The result was not only an “A,” but a lifelong memory that connected architecture with education with family bonding with Europe/whiteness.
I grew up believing that travel was dangerous and wasteful. Traveling overseas was even more dangerous and even more wasteful. Longing for international experience made me feel disconnected from my southern roots and disconnected from my family.
I wanted Paris because of its natural beauty, because of Sabrina, and because of 5th grade Geography. It wasn’t about race or culture. It wasn’t about the struggle. It was about experiencing beauty up close and personal. It was about finding joy.
The trouble with Paris is that my memories and experiences are littered with positive, pure, life-giving snippets that pit European culture and European identity at the helm. It is iconic, desirable, and adored. I have few to no images that characterize other continents and other cultures so favorably (more on that later).
I ran into a woman recently who went out of her way to compliment me on my hair. “I’ve been on the fence for awhile, but your locs are so beautiful! What made you decide to get them?”
I smiled politely and said what I usually say, “Thank you so much! It took me awhile to decide too, but it was just time.”
I hesitated to say, declined to say, what was true.
What was true was that I had grown tired of understanding and appreciating black beauty in juxtaposition to whiteness. I had learned that my young niece wanted to straighten her hair so she could be pretty like the other little girls in her class. Pretty like the other girls who weren’t black.

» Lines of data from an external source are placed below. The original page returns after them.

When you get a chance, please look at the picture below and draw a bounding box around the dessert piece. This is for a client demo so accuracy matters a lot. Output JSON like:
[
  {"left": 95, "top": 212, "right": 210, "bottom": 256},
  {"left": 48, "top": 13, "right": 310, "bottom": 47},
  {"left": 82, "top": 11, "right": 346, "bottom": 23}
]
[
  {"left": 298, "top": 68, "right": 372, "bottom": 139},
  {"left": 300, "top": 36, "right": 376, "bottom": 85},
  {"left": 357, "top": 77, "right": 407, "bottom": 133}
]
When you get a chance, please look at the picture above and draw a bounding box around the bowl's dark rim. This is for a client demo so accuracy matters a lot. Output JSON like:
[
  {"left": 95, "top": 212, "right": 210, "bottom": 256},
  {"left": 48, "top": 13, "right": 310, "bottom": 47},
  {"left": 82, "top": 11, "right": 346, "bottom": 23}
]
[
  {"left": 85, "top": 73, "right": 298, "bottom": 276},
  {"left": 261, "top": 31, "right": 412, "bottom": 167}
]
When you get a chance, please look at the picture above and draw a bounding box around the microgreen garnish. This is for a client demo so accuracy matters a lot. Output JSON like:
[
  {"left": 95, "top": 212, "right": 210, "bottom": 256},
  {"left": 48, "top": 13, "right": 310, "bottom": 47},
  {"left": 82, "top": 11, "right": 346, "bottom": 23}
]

I was tired of hearing people say that natural hair was unattractive or too difficult or just “didn’t look right.” I was tired of hearing men say that they preferred straight hair, and that I should let mine grow longer.
I was tired of believing and accepting the lie over and over and over and over and over and over again. Legitimacy is important.
Paris was a symbol. For me, it was one that was deeply rooted, intimate, and personal. I wanted Paris because of the memory of the early moments spent with my father. It was iconic. But truthfully, I never wanted Paris because of its significance, or its legacy, or its cultural and historical importance. Paris was never about Paris. It was about nostalgia, reputation, and hype.
Go back to the beginning and start again. Figure out what Paris means to you and why you want it. Once you know why you want it and what you want, go back and get those things. Aspire for those things instead of Paris.
Figure out if you want Paris because of Paris or because of what you once wanted but failed to actualize.
Figure out if your desire for Paris is problematic or deeply rooted in a philosophy or an ideology that is counter-productive, harmful, or just not real.
Figure out if your desire for Paris has stifled you from a better vision that you can’t yet imagine.